The value of new home loan commitments rose in November 2019, up 1.8% seasonally adjusted, with new owner occupier loans recording the sixth straight month of growth.

Interestingly, the lift in value of new investment lending for November outstripped that of owner occupied, with 2.2% growth compared to 1.6%.

According to Canstar group executive of financial services, Steve Mickenbecker, these figures confirm the housing market is recovering and that it does seem as if investors are actually returning to the market. 

First home buyers (FHB)

The ABS data revealed a decline in the number of loan commitments to FHBs throughout the month of November, despite the value of loans to the market section being up 2.1% over the month and almost 20% year on year.

“First home buyers are now accounting for 29.7% of new housing commitments for owner occupiers, well above levels of recent years," said Mickenbecker. 

“The 0.9% decline for the month in first home loan numbers might suggest a postponement of purchase plans as new buyers awaited the introduction of the First Home Loan Deposit Scheme."

Mickenbecker suggested the recent recovery in house prices in Sydney and Melbourne might put the brakes on FHB activity in the market.
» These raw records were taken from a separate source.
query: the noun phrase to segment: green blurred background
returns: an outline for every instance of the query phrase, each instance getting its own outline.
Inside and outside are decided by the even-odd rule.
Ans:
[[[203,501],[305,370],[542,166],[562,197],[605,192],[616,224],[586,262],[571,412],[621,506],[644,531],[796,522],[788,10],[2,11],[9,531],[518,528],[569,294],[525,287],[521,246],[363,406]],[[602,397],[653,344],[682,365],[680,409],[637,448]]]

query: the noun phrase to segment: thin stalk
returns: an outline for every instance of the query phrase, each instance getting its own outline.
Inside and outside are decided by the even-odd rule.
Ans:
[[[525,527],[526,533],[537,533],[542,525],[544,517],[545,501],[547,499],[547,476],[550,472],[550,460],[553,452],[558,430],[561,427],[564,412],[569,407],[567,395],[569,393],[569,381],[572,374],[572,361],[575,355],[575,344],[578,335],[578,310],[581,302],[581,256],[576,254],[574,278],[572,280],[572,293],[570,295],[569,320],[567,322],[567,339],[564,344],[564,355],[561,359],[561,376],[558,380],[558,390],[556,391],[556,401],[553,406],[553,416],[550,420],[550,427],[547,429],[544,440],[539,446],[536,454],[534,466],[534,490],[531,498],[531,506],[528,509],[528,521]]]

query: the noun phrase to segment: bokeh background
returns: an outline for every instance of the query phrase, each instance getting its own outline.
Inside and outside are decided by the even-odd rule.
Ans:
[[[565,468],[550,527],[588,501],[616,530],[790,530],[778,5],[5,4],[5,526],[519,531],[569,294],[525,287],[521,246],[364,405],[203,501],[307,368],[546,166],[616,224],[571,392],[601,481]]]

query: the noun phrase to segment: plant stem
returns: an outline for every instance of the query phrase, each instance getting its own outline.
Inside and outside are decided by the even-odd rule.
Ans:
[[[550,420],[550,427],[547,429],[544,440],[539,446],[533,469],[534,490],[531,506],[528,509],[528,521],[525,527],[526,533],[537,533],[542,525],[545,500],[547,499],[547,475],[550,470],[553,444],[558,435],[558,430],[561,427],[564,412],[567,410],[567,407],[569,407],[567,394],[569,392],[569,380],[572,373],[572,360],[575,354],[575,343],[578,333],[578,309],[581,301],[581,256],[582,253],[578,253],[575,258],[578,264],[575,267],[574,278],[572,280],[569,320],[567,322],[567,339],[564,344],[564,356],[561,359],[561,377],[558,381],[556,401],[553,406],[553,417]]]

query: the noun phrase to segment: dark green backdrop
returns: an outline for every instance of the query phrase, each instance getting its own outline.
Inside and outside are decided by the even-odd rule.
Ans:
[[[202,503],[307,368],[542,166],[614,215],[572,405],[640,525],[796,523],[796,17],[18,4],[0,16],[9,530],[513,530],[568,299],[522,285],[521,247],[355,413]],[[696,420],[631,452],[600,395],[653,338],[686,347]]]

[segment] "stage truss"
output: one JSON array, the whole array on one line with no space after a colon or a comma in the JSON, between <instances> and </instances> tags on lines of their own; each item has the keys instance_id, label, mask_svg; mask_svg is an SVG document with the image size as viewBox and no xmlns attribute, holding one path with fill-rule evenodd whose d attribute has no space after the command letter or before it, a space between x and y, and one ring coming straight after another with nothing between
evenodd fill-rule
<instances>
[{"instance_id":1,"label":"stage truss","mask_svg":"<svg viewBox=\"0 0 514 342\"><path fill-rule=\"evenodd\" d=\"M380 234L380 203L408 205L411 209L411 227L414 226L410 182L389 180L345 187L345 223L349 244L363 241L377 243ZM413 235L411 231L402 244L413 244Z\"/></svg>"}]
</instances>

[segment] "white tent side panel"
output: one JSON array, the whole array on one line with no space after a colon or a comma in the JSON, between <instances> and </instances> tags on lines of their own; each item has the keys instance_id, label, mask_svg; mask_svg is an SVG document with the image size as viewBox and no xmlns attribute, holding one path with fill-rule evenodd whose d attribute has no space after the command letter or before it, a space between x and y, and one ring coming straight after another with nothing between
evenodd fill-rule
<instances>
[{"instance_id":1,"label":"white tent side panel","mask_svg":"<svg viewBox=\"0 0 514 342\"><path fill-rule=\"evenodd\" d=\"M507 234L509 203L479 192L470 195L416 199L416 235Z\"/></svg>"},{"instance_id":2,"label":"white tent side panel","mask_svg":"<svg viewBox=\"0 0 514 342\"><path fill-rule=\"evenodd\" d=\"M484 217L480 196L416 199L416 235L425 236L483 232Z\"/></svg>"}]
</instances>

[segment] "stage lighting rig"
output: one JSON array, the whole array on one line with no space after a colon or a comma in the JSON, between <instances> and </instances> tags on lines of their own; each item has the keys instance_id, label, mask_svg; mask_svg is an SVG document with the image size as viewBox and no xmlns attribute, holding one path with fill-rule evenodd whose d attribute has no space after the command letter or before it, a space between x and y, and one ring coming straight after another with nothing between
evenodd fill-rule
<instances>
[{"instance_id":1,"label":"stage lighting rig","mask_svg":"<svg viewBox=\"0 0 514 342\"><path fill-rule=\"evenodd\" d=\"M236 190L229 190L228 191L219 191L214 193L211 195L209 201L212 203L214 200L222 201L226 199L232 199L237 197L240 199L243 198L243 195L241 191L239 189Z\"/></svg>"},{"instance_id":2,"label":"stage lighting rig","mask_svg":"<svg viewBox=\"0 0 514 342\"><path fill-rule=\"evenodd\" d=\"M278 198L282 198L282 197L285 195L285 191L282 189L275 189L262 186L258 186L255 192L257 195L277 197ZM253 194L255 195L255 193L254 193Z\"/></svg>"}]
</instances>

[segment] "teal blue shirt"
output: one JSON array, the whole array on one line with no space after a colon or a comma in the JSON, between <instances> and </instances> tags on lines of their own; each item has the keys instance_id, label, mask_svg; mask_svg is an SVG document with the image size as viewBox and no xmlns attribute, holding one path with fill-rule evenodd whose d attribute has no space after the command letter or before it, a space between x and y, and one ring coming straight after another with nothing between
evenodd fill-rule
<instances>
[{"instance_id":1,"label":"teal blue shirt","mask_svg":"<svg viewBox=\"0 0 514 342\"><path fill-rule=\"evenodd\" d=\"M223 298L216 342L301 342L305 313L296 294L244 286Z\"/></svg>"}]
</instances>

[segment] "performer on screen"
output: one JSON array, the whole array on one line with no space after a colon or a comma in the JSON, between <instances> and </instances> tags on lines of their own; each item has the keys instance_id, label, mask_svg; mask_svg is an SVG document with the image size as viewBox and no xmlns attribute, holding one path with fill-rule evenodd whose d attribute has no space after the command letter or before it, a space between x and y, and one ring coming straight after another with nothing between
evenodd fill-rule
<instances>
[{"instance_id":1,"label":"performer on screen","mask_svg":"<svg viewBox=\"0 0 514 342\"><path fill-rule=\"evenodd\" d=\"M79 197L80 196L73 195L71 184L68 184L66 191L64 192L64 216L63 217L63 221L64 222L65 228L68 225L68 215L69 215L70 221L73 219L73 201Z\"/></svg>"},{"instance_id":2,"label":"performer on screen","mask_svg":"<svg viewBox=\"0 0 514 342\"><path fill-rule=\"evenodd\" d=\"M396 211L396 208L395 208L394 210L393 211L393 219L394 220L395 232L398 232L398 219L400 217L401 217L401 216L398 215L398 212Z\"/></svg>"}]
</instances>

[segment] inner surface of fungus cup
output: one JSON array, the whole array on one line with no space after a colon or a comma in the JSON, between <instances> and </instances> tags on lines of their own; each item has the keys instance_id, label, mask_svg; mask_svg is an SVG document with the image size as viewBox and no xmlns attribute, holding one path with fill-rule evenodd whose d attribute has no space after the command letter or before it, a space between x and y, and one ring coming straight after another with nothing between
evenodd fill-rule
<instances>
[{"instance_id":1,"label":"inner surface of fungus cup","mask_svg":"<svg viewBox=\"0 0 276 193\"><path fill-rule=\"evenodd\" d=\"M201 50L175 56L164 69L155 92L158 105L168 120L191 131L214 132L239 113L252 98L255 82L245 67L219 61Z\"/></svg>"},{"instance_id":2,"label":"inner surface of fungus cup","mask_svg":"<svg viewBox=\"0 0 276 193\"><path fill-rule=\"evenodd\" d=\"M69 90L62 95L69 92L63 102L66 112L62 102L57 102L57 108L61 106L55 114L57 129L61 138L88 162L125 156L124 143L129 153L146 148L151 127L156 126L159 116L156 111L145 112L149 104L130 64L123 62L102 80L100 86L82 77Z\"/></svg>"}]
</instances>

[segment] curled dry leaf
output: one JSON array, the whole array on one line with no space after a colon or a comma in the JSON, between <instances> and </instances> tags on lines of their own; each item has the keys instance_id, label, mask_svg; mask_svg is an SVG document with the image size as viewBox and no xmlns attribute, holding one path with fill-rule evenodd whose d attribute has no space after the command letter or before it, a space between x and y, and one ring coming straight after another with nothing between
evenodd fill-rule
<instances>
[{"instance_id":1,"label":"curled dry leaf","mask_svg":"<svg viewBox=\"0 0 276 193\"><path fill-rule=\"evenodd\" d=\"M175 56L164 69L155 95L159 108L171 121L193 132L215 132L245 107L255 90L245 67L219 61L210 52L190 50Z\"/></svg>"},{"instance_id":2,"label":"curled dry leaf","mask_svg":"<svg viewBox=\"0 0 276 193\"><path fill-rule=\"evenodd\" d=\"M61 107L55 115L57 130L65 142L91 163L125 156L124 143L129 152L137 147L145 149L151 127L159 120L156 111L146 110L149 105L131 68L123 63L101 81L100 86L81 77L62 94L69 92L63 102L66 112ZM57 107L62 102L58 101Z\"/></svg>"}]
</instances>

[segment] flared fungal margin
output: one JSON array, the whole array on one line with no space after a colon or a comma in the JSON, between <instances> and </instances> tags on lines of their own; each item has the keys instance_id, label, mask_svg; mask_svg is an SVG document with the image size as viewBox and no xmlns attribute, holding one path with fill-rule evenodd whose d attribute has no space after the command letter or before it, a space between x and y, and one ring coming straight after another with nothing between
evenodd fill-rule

This may be further compounded by the limited scope of the government's scheme

“The number of first home loan borrowers has been hovering around 10,000 a month for quite some time, also the limit in the number of borrowers to be assisted by the First Home Loan Deposit Scheme," he said. 

"The restriction in the number of participating lenders might slow demand somewhat, but is difficult to see supply persisting through to the mid year mark."

Lenders

The ABS data also revealed a decline in the big four's command of the market for new home loans. 

“The major bank share of new lending has declined for the month, with non-ADIs also down," said Mickenbecker. 

“The majors’ loss of share has been most marked in the investment market, where perhaps relatively tighter credit standards have held them back. Contrast the other ADIs that have outperformed in investment lending.”

The data showed that it was second tier banks and other ADIs that are picking up share, marking the area to watch into 2020.